This morning, astronauts on the International Space Station successfully grabbed the Cygnus ship from Northrop Grumman Corp. with the robotic arm of the station, hooking 7,600 pounds (3,447 kilograms) of cargo, just in time for Easter.
On April 17, the spacecraft launched on the Antares rocket from Northrop Grumman from Pad-0A at the Mid-Atlantic Regional Spaceport at NASA's Wallops flight facility in Virginia. The mid-afternoon release attracted record crowds from the surrounding area and went smoothly. "The spacecraft is very healthy, it's working very well," said Frank DeMauro, vice president and general manager of space systems at Northrop Grumman, at a post-launch press conference on April 17.
After the launch, the solar panels of the spacecraft were deployed successfully and began to generate energy for the spacecraft. Once the vehicle reached the space station, NASA astronaut Anne McClain confronted the spacecraft with Canadarm2, the Canadian robotic arm which is attached to the station.
Related: Explanation of the Antares Rocket & Cygnus spacecraft (infographic)
The crew will begin to bring the cargo inside and fill Cygnus with the debris from the space station. Between scientific experiments. A rodent study of 40 live mice, auxiliary robots and portable health sensors is sent to the station. According to DeMauro, special gifts for astronauts have not been sent, but there is a wide variety of foods on board, including turkey, shrimp cocktail and a large number of desserts, which the crew can enjoy during the holiday weekend.
Cygnus born 2,065 pounds (936 kilograms) of crew supplies, 3,459 pounds (1,569 kg) of scientific research, 53 pounds (24 kg) of spacewalk equipment, 1,384 pounds (628 kg) of vehicle hardware, 10 pounds (5 kg) ) of computer resources and 77 pounds (35 kg) of Northrop-Grumman hardware to the station. Of the 7,575 net pounds (3,436 kg) of cargo, 6,971 pounds (3,162 kg) are pressurized. The rest of the 527 pounds (239 kg), a NanoRacks deployer that will be installed outside the space station, is not pressurized.

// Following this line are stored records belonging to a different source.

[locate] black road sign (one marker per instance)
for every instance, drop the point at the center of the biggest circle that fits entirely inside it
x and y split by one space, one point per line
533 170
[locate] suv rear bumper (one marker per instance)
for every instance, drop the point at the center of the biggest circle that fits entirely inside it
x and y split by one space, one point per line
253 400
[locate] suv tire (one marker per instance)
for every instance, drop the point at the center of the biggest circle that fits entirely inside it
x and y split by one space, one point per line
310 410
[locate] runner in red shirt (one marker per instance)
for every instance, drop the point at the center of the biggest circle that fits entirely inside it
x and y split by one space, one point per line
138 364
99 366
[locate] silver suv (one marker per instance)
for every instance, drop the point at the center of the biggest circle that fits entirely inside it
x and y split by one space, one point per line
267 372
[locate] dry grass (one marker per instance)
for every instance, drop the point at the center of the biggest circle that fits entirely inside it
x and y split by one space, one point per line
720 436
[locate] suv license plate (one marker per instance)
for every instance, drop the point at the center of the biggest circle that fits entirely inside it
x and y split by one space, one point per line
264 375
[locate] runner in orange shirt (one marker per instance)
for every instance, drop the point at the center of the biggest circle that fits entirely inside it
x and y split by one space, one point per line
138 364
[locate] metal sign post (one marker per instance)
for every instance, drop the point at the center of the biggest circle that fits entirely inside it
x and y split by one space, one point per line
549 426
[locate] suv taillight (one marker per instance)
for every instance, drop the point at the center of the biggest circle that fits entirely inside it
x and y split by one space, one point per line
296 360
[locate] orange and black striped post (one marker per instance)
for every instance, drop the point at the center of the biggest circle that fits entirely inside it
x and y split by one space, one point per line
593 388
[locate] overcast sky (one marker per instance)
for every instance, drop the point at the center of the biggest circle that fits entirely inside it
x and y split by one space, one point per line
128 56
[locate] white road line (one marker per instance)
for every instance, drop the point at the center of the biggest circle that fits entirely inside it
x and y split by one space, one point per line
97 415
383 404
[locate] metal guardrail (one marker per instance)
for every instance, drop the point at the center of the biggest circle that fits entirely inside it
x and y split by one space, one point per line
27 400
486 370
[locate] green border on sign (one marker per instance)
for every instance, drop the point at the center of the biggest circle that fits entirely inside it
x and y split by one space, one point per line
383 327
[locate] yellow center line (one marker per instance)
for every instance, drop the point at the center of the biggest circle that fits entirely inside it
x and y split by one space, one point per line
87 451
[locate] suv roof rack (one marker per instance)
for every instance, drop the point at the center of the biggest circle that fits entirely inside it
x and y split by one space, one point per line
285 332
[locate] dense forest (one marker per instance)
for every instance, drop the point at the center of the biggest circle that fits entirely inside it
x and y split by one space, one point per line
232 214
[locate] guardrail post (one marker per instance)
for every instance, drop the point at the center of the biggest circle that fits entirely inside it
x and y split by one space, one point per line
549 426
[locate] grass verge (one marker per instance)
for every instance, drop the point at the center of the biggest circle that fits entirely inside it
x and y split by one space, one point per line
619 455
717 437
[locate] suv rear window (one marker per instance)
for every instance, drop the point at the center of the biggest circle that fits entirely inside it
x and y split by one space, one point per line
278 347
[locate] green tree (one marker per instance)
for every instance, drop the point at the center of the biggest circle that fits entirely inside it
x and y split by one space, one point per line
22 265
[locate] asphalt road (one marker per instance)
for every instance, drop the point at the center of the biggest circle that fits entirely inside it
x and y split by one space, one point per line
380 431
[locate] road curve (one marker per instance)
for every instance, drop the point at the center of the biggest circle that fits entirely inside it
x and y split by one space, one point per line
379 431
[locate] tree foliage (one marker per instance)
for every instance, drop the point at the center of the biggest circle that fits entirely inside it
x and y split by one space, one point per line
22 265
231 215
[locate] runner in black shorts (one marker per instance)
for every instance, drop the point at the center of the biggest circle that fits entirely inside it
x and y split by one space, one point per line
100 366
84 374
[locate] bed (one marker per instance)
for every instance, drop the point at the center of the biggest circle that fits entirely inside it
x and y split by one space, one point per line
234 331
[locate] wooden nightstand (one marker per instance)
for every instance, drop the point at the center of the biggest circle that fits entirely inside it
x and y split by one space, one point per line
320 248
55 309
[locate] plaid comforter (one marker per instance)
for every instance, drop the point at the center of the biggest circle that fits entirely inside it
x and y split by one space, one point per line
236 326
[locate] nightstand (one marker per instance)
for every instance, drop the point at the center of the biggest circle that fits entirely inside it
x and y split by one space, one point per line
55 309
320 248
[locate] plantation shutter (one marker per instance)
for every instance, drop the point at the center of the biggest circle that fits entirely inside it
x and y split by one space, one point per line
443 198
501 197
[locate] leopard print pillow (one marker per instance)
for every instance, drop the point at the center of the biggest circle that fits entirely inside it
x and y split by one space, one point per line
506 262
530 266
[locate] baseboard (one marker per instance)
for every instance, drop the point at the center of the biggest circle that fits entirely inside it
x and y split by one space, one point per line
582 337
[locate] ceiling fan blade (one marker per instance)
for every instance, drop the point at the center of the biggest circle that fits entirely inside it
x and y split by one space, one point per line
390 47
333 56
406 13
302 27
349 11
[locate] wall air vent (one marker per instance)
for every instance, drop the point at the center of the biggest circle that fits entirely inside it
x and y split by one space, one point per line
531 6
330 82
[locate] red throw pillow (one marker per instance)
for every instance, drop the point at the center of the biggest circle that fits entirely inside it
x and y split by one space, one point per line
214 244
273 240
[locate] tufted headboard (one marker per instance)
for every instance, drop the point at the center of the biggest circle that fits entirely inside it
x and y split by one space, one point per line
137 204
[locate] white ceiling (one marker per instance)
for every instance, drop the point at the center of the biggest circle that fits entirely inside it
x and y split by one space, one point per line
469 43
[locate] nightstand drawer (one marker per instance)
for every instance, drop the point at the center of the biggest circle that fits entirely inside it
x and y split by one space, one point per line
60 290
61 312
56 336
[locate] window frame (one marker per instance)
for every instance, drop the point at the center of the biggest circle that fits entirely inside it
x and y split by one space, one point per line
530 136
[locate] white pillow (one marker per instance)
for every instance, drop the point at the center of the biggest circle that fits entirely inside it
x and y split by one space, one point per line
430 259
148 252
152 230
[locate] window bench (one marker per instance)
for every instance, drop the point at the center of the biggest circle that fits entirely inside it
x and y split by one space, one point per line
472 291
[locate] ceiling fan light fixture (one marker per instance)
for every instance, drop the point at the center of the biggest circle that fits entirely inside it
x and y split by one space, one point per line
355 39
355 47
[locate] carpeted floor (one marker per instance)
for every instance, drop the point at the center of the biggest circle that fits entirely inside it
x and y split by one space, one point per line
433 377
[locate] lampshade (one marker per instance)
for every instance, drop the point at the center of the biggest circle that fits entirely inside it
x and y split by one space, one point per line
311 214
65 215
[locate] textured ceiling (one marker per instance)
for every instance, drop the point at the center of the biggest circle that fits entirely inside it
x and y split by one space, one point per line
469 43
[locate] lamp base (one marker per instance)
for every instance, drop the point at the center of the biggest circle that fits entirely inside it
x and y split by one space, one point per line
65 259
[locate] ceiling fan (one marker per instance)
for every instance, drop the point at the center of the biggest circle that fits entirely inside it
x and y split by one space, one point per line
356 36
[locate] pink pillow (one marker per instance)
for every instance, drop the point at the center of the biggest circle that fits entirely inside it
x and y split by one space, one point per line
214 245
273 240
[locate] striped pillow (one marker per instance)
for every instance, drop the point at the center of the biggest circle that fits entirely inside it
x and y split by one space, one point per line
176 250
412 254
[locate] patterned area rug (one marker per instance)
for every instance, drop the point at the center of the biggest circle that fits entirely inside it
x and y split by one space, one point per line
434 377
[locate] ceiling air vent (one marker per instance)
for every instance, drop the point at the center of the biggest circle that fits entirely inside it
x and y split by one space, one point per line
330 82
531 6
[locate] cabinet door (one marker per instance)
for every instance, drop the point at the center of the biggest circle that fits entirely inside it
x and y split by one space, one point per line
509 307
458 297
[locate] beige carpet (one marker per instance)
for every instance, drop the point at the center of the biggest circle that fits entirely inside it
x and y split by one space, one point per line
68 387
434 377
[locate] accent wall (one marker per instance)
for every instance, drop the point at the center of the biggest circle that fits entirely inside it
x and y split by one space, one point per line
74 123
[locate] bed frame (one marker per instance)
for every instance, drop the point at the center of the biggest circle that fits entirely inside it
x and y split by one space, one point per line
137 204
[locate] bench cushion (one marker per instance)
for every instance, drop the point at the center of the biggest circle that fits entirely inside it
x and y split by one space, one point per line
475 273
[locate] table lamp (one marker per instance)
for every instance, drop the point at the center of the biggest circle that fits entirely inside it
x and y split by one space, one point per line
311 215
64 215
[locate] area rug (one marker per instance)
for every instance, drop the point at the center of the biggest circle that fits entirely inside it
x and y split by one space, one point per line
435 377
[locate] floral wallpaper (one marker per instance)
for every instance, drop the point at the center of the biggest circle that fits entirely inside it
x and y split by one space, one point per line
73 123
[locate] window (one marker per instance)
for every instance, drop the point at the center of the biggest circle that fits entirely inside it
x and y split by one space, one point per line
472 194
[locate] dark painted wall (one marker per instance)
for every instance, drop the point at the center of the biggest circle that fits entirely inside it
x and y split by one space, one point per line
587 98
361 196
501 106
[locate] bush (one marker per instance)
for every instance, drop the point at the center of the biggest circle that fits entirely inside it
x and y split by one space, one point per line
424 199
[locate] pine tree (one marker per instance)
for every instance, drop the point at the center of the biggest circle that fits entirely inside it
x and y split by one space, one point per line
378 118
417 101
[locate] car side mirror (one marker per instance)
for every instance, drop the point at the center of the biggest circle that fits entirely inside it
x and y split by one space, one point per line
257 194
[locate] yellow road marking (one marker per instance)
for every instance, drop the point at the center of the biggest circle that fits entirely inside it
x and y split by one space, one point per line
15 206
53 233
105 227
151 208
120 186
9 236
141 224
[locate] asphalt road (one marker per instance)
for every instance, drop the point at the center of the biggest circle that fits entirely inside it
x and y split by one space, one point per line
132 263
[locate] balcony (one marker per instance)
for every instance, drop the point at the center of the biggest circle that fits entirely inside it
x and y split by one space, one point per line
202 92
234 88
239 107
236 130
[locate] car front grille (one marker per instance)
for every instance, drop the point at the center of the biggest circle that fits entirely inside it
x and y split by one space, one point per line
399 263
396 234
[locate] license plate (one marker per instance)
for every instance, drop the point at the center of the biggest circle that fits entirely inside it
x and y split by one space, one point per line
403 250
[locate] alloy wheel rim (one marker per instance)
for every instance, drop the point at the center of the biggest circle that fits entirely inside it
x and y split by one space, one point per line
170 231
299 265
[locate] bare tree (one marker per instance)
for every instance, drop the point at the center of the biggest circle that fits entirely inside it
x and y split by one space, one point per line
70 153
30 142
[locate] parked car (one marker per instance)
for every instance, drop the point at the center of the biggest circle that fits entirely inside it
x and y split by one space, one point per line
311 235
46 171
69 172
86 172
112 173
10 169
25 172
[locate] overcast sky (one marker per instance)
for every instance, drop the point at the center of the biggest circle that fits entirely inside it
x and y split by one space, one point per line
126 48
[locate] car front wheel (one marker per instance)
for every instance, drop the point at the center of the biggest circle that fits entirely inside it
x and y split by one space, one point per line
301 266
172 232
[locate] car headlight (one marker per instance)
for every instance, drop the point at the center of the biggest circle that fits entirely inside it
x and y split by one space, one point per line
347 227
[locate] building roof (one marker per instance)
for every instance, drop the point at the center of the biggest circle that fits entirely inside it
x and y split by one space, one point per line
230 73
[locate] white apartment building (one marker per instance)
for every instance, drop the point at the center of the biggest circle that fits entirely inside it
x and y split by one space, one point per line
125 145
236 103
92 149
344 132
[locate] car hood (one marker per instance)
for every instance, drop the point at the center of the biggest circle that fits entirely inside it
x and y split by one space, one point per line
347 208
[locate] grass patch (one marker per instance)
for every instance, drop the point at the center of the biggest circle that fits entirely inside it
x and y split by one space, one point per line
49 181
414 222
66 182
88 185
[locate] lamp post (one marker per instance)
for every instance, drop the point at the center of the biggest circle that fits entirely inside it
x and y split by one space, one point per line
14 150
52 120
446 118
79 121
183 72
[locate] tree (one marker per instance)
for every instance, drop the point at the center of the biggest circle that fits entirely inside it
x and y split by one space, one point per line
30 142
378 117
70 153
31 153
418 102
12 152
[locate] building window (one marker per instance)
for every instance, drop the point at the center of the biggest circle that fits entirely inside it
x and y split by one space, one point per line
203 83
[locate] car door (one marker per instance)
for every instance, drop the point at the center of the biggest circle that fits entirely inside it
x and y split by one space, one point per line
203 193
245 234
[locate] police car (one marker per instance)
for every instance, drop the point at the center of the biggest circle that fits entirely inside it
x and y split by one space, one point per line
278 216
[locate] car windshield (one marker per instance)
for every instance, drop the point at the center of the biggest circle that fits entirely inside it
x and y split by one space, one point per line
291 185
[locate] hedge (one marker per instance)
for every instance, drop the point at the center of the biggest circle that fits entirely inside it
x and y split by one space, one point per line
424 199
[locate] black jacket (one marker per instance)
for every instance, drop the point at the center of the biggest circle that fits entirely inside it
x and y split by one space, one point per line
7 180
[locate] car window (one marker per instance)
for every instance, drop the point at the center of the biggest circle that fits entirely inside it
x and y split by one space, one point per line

One of the latest improvements made to Cygnus, which will be moved to the second Commercial Replenishment Services program (CRS-2), is the ability to change the payload weight relatively close to launch time. Cygnus can now accept a certain load 24 hours before launch, which is much closer to the launch time than the previous four-day limit for the load to be added. These new capabilities will allow Cygnus to transport more sensitive load and experiments to time and allow last-minute changes in the payload.